Once again Gianfranco Rosi (The Boatman, 1993; Sacro GRA, 2013) investigates the reality of inhabitants of specific conflict zones. He has already gone to Varanasi, in India, Ciudad de Juarez, in Mexico, and to the outskirts of Rome. His camera searches for tales of extraordinary lives, from whores to botanics or sicarios (hitmen), as in the title of El Sicario, Room 164 (2010). This time he travelled to the island of Lampedusa, which has become a metaphor for freedom among African refugees.
In Italian, the title Fuocoammare plays with the words “ al mare” (at sea) and “amare” (to love) that unfortunately was lost in translation. It also refers to a South Italian song. It is clear, though, that the film is a love composition for the refugees. In fact, one of the doctors in charge of examining the corpses says he would never get used to seeing dead pregnant women or dead little children, despite the large number of bodies he scrutinises daily.

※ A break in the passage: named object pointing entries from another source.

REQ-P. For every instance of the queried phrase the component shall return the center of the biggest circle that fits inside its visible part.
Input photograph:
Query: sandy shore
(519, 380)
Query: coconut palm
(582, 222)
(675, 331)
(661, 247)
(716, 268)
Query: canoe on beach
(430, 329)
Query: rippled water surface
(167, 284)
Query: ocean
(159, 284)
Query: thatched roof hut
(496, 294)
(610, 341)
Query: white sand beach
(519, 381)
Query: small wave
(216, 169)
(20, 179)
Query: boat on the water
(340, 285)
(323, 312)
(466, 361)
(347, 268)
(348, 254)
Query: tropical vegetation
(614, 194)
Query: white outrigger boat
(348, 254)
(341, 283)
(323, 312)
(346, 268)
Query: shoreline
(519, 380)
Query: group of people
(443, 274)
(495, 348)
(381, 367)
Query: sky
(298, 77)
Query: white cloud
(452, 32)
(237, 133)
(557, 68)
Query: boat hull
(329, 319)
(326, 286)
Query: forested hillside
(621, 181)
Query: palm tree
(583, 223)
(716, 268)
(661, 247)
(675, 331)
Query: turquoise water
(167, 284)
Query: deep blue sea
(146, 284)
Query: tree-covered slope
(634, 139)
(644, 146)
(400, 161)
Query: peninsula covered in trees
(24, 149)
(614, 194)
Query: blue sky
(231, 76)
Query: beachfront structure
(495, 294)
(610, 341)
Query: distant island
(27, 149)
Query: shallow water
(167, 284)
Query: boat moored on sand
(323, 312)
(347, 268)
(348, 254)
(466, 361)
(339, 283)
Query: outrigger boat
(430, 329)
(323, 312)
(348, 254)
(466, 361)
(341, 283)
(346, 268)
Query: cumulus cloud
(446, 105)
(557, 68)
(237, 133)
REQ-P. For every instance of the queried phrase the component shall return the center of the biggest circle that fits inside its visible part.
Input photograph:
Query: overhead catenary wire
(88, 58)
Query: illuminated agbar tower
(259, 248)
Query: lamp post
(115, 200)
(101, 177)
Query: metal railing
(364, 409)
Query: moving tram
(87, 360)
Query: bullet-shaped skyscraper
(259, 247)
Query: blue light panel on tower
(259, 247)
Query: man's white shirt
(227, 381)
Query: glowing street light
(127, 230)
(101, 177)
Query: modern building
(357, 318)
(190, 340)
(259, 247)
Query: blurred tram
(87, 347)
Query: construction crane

History is cyclic. What Fire at Sea exposes is a new type of slave ship. Those refugees come from Nigeria, Libya, Eritrea and Chad, some of them have crossed the Sahara and were antagonised by ISIS. They escape to the sea in a desperate cry for help, paying up to $1,000 for a very risky trip. It is not only the illegal aspect of the immigration that is risky, but the journey itself. Those who are at the bottom of the boat suffer dehydration and are often burnt by diesel.
Rosi has inherited the most famous trace of Italian culture, which is comedy, so the movie is not as dark as it could sound. He picks up Samuele, a twelve year-old boy, son of a fisherman, who plays the role of the documentarist, as he raises many urgent questions. The narrative flows in waves, always with humour and depth.
The director excels in cinematography, revealing the colours of night and submarine life almost like a Discovery Channel show. Both sea and night hide their beauty and creatures. One has to find a way to portray it accurately, revealing the deep truth. The darting editing by Jacopo Quadri, a regular collaborator, alternates between emotionally-laden and light-hearted takes.
A permanent state of emergency makes those framed individuals a subject too large to disregard. Samuele has a “lazy eye” and is obliged to use a blindfold. But Europe cannot turn a blind eye to African refugees anymore. Historical mistakes can be very expensive.